ESMs have been created by numerous national and international laboratories, including DOE, with the goal of offering actionable projections of Earth system variability and change.

McCoy is the principal investigator on the project and will collaborate with Andrew Kirby, an associate research scientist in the UW School of Computing. Additionally, the following researchers from Pacific Northwest National Laboratory will be grant collaborators: Johannes Muelmenstaedt, a global atmospheric modeling Earth scientist; Israel Silber, an atmospheric research and measurements Earth scientist; and Susannah Burrows and Andrew Gettelman, both Earth system modeling Earth scientists.

"Fusing observations with ESM simulations allows evaluation of how causality flows from warming and human-generated aerosols to clouds and precipitation," McCoy says. "Based on this evaluation, we can understand how microphysical processes affect observed climate-scale variability and how this affects climate projection by ESMs."
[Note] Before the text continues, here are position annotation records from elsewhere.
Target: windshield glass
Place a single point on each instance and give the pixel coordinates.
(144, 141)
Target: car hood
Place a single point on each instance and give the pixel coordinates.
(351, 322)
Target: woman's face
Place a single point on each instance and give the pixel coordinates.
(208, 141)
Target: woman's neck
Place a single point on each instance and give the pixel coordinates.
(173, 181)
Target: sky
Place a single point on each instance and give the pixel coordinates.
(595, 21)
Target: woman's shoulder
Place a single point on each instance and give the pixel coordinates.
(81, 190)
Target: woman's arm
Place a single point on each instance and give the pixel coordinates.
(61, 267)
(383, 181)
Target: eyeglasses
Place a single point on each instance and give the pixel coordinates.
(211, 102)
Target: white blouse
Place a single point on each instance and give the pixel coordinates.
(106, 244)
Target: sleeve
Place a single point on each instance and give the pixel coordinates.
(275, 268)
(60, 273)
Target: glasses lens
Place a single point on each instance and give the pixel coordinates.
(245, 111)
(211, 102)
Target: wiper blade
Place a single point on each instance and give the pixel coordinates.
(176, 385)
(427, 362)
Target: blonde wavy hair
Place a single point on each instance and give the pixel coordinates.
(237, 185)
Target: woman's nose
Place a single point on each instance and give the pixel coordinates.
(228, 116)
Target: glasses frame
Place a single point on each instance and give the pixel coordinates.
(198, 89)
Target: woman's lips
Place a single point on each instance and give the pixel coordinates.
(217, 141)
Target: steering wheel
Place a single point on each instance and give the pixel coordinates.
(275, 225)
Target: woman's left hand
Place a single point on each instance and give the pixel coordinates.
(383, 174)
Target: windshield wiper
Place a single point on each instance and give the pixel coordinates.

McCoy adds this research will contribute to the broader goals of UW's Perturbed Physics Ensemble Regression Optimization Center for ESM Evaluation and Development (PROCEED). PROCEED is a DOE EPSCoR (Established Program to Stimulate Competitive Research) grant that supports researchers in UW's Department of Atmospheric Science and School of Computing, and at the University of Hawaii-Manoa. The infrastructure built at UW for PROCEED will directly enable the work funded by this DOE grant.

"We are excited to be given the opportunity to work on these questions at UW, and this will be synergistic with the U.S. Climate Variability and Predictability Program (CLIVAR)-funded workshop 'Micro2Macro: Origins of Climate Change Uncertainty' being held at UW in October," McCoy says.

The upcoming workshop has been funded by the National Science Foundation, the National Oceanic and Atmospheric Administration and DOE to convene 120 scientists from the university and national laboratory communities to discuss research needs for understanding how microscale processes impact climate projections. A summary white paper from the workshop will be presented to federal program managers in Washington, D.C., McCoy says.